# Guns and Knives?



## SFC JeffJ (Mar 31, 2006)

Many people, both on MT and lots of other places, state that more knives and guns are pulled in violent situations today than in the past.  Is there any emperical evidence of this?  If you know of some, please share.  I'd be really interested to see any studies on this.

Jeff


----------



## MJS (Mar 31, 2006)

JeffJ said:
			
		

> Many people, both on MT and lots of other places, state that more knives and guns are pulled in violent situations today than in the past. Is there any emperical evidence of this? If you know of some, please share. I'd be really interested to see any studies on this.
> 
> Jeff


 
http://www.courant.com/news/local/hc-nhshot0327.artmar27,1,2160512.story?coll=hc-headlines-local-7day&ctrack=1&cset=true


http://www.middletownpress.com/site/news.cfm?newsid=16400595&BRD=1645&PAG=461&dept_id=10856&rfi=6


http://www.middletownpress.com/site/news.cfm?newsid=16409472&BRD=1645&PAG=461&dept_id=10856&rfi=6

http://www.courant.com/news/local/hc-hfdshootings0331.artmar31,0,823493.story?coll=hc-headlines-local


I think that these articles speak for themselves.  When you start mixing gangs and drugs, it should not be a surprise that guns and knives will also be present.

Mike


----------



## MJS (Mar 31, 2006)

Heres a few more:

http://www.courant.com/news/local/nb/hc-ctnebmurder0329.artmar29,0,3197753.story

http://www.courant.com/news/local/fc/hc-31154246.apds.m0133.bc-ct--drugmar31,0,2876624.story


----------



## SFC JeffJ (Mar 31, 2006)

MJSI think that these articles speak for themselves.  When you start mixing gangs and drugs said:
			
		

> I wholeheartedly agree with that statement.  However, a collection of newstorys, no matter how tragic and violent, does nothing to answer my question.  Is what I'm wondering if there have been any studies as to whether or not weapons are used in more crimes today than in the past.  Anecdotes do nothing to prove that one way or the other.  Would the FBI have statistics on that?  If so, would non-LEO be able to access them?
> 
> Jeff


----------



## bushidomartialarts (Mar 31, 2006)

www.fbi.gov/ucr/ucrquest.htm

you should be able to track it from there.  let us know what you find out.


----------



## still learning (Apr 1, 2006)

Hello, There are lots of information on this subject about the use of guns and knives increasing in the use of crimes.
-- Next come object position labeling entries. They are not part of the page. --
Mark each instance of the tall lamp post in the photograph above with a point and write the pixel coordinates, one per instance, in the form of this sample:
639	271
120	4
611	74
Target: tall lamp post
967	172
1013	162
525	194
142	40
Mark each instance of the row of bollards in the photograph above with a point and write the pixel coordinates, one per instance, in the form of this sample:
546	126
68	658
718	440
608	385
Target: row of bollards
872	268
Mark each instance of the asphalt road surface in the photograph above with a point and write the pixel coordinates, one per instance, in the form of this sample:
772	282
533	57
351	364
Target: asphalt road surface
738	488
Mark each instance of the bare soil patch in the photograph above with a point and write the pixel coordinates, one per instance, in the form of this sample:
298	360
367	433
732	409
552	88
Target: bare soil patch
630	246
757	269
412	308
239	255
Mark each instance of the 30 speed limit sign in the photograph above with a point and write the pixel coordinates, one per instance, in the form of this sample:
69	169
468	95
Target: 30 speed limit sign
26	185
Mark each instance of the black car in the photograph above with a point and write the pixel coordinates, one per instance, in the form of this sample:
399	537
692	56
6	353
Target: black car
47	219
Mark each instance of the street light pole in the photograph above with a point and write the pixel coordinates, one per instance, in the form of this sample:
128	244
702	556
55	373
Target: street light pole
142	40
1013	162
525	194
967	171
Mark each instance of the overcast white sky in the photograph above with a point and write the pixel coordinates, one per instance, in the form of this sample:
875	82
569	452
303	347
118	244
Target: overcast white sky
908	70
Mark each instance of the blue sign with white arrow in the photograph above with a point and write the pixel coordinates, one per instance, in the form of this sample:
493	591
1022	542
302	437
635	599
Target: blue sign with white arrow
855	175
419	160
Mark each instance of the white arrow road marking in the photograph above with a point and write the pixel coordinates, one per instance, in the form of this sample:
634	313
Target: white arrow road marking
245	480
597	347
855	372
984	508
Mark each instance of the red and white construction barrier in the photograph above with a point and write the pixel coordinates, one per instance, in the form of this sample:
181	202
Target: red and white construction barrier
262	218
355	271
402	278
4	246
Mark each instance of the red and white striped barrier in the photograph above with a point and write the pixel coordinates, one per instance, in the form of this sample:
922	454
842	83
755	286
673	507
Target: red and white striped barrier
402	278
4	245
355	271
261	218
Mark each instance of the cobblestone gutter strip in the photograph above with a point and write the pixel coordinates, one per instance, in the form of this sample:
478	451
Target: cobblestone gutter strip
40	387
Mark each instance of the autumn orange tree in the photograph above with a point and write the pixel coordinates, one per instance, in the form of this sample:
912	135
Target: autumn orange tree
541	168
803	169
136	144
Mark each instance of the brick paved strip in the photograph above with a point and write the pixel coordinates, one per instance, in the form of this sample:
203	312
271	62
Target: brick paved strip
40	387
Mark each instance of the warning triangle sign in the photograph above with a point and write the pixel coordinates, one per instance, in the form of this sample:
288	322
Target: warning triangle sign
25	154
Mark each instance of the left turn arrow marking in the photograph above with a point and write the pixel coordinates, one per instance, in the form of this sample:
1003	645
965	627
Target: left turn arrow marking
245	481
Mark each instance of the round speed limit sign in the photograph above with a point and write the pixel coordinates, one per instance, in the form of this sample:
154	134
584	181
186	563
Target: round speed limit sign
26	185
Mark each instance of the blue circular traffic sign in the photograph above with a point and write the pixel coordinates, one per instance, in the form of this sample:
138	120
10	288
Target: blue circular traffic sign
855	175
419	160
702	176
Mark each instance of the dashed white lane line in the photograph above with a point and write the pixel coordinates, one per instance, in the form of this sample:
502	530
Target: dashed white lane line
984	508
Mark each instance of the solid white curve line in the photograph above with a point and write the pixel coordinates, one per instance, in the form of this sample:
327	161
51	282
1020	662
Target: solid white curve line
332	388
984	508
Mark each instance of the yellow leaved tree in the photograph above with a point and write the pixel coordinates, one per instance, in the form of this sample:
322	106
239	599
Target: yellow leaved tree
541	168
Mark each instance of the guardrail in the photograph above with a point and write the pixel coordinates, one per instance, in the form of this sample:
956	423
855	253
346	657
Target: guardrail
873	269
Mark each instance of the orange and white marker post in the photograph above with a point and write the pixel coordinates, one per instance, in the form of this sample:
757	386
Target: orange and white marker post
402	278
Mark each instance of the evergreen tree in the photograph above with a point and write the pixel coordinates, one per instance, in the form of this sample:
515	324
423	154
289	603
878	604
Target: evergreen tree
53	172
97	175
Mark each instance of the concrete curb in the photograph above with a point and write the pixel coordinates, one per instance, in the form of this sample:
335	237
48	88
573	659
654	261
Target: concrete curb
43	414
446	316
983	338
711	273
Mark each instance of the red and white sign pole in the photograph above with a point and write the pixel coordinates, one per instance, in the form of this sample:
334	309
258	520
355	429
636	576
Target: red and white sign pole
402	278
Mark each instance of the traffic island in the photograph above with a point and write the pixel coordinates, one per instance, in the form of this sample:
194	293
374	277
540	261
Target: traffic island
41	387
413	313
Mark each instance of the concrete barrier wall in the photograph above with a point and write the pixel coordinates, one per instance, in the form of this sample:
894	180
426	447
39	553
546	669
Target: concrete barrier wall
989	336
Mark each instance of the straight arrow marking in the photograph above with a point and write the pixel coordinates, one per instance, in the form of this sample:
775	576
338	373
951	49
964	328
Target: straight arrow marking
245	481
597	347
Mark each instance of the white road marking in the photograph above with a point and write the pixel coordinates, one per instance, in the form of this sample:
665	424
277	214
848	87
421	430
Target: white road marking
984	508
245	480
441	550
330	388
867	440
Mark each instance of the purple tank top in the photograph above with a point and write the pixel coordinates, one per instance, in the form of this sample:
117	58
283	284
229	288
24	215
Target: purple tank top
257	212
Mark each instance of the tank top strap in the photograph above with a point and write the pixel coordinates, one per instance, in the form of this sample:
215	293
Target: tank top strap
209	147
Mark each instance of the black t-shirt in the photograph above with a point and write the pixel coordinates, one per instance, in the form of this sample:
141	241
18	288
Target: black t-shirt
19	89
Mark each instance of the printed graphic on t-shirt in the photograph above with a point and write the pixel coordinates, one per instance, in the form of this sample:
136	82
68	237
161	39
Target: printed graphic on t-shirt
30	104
If you still not sure?  ....we recommend you walk to any bad place in any city?   .....nothing like first hand knowledge?  

If you were a criminal?  and needed money or love?  ....would'nt you rather use a weapon of some kind?  Most bank robbers usually say the have some kind of gun/bomb on them? ..makes it more effective?

It is like going to war?  ....it is better with a gun or knife....than attacking with your bare hands.......

and if you are still not convince that more criminals DO NOT use weapons......than please let us know where...this may be a safe place to live?  ......and our Karate could work well?  .......makes us even with them?  ............Just my thoughts here.....Aloha


----------



## MJS (Apr 1, 2006)

http://www.ojp.usdoj.gov/bjs/pub/pdf/guic.pdf#search='stats%20on%20weapons%20used%20in%20crimes'

http://www.ncjrs.gov/pdffiles1/ojjdp/191031.pdf

JeffJ, here are a few more links that may be along the lines of what you're looking for, in addition to the one that bushidomartialarts posted.

Mike


----------



## SFC JeffJ (Apr 1, 2006)

Just to make my position clear, I'm not doubting that the use of weapons in violent crimes has increased over the years.  However, the skeptic in me always like to see proof when blanket statements are made.  I'm currently on the FBI site to see what the statisitcs are and will let everyone know what I find.

Jeff


----------



## SFC JeffJ (Apr 1, 2006)

Ok, here's what I've found so far.  Violent crime is down. Depending on how it's measured anywhere from 1.2% to 2.2% from 2003 to 2004.  They only have prelims for 2005 up so far.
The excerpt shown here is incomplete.